Wrexham AFC Foundation

Standing pitchside at this summer’s Premier League Football Festival on Merseyside, project officer Megan Buckley proudly watched on as participants from Wrexham AFC Foundation‘s Premier League Kicks programme challenged themselves and showcased their abilities against other teams from the north west.

“It was probably the first competitive tournament they had ever been to,” she said. “They did so well.

“Confidence is so low for some of the players. I’ve got one lad who loves football but would never play for a team because he doesn’t think he’s good enough. But he’s one of our best players. He’s got the biggest heart and he won’t give up.

“He got a couple of goals and his face after scoring each one, you could see it turning in his head that, ‘I can do this, I can represent Wrexham.'”

Wrexham joined the likes of Bolton Wanderers, Leeds United, Huddersfield Town and Liverpool at the festival, where alongside playing in a pan-disability tournament, young people took part in a variety of activities, games and workshops.

As well as providing the participants with a day to remember, Megan believes that the festivals will have a long-lasting impact on the participants.

“Being able to play in the first-team kit, for some of them it’s the first time outside of Wrexham, to be able to play on a pitch like that with all these big club badges, our participants are really going to benefit from it,” Megan says.

“It will raise their aspirations. A lot of these kids are from one of the most deprived parts of Wrexham and being able to come here and realise they can leave Wrexham, come out of that environment, and be positive – it’s incredible.

“Events like this are amazing for disability football.

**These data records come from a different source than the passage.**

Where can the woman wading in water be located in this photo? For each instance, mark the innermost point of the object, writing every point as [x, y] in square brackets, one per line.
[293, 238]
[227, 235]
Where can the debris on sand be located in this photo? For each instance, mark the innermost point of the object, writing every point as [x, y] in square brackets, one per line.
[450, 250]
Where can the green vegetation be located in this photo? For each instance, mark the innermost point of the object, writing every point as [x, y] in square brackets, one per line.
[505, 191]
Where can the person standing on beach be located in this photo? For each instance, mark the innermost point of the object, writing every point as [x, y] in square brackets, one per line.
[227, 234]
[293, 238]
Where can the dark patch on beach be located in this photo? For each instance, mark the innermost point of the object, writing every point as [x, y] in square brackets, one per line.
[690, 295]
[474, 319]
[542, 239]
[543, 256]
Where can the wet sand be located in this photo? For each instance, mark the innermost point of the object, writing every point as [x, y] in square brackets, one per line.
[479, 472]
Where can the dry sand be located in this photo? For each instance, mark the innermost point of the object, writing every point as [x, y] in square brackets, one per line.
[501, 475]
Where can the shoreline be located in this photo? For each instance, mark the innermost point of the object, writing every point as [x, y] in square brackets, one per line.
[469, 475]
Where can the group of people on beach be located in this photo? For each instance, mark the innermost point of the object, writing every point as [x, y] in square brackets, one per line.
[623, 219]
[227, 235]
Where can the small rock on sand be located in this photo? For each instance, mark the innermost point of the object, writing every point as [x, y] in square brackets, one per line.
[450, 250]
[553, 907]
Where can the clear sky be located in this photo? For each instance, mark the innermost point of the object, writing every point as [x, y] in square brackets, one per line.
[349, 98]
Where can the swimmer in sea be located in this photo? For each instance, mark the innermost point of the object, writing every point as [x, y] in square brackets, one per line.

For children with disabilities who don’t play for football teams, can’t thrive in grassroots or Academy environments, they can come here and enjoy it. It opens doors. Without these events, I guarantee some of these kids would get lost.”

Megan has been part of Wrexham for the last seven years, first as a player and now as a coach with the Wrexham FC Foundation, overseeing its Premier League Kicks and girls football programmes.

She has seen at first hand the meteoric rise of the Wrexham through its Hollywood owners Ryan Reynolds and Rob Mac, who have helped guide the club from non-league to the Championship in the space of five years.

This growth has had a knock-on effect on the Wrexham AFC Foundation with the club’s raised profile increasing opportunities for the Foundation to make a positive impact in their local community.

“What the club has done has helped out the Foundation massively,” Megan says. “It opens so many more doors for us to the Premier League, to the funding and to events like this.

“To be a part of this is amazing. For Wrexham, it’s a bit mind blowing to be invited to Everton, never mind by the Premier League. You’ve only got to look around and see the smiles on our kids’ faces.

“Watching the participants at the festival, my mind went back to the sessions we run every week. Some of them don’t have much but I know how much football means to them and they’re stood here in a Wrexham kit, a team they love.

“We’re Wrexham and we’ve come up from the National League so if we can play football against teams that are in the Premier League, it shows our young people that as long as they put their minds to it, they’re confident and they’re willing to do things, they can achieve what they want to.”